Virtual machine architecture

Most computers consist of multiple layers of hardware and software that operate together as a system. Hardware resources typically include a central processor, display, storage, networking, and other peripheral devices. Device drivers installed in the operating system control hardware resources, translating operating-system instructions into the specific device control language. Device drivers assume exclusive device ownership. For example, it is assumed that a video driver owns the video adapter exclusively. Any software application that calls the video adapter must interact with the hardware through the video driver.

Exclusive device ownership typically precludes running more than one operating system simultaneously on a computer. Virtual machine technology overcomes this limitation by redirecting interactions with device resources to lower system levels in such a way that higher-level application layers are unaffected. The Virtual Server 2005 virtual machine technology allows you to run multiple operating systems simultaneously on a single physical computer.

The following figure illustrates the architecture of Virtual Server’s virtual machine technology.

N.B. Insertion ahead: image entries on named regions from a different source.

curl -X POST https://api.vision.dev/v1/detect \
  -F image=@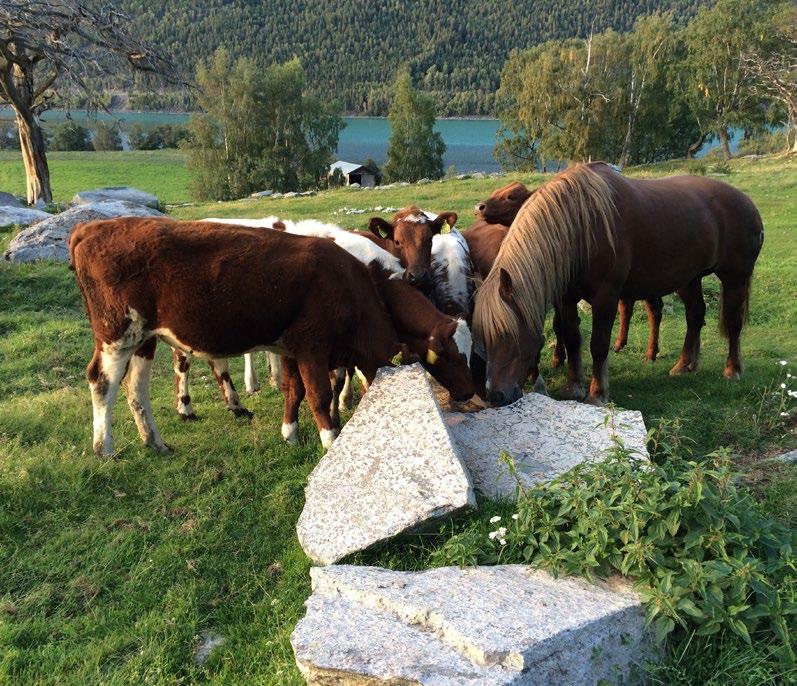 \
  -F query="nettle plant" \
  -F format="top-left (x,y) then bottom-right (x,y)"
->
top-left (432, 430), bottom-right (797, 664)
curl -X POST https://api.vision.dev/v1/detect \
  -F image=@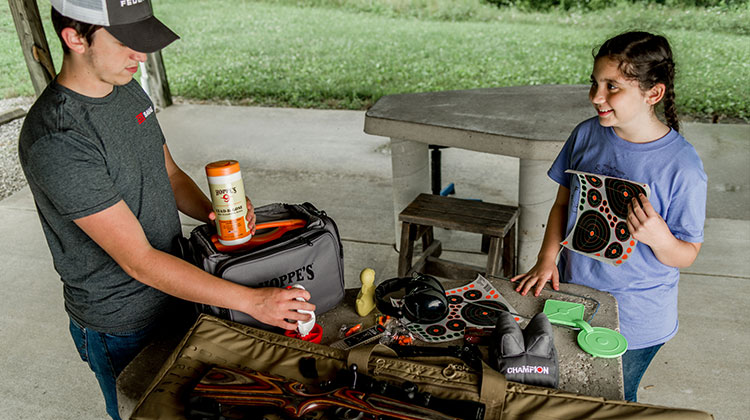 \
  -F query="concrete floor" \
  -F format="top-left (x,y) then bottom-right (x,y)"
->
top-left (0, 105), bottom-right (750, 420)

Virtual machine architecture

Starting from the bottom of the logical stack, the host operating system manages the physical computer. The Virtual Machine Monitor (VMM) virtualization layer manages virtual machines, providing the software infrastructure for hardware emulation. Each virtual machine consists of a set of virtualized devices.

All virtual machines run within a single process. Each virtual processor runs on its own thread. All software code running within the virtual machine runs in a separate VMM context. This context consists of an address space that is completely separate from any Windows process, or from any other virtual machine. In this sense, the architecture is stronger than a simple per-process design.

Finally, the guest operating system and applications run on the virtual machine as if they were running on physical hardware, rather than emulated hardware. When a guest operating system is running, the special-purpose VMM kernel manages the CPU and hardware during virtual machine operations, creating an isolated environment in which the guest operating system and applications run close to the hardware at the highest possible performance.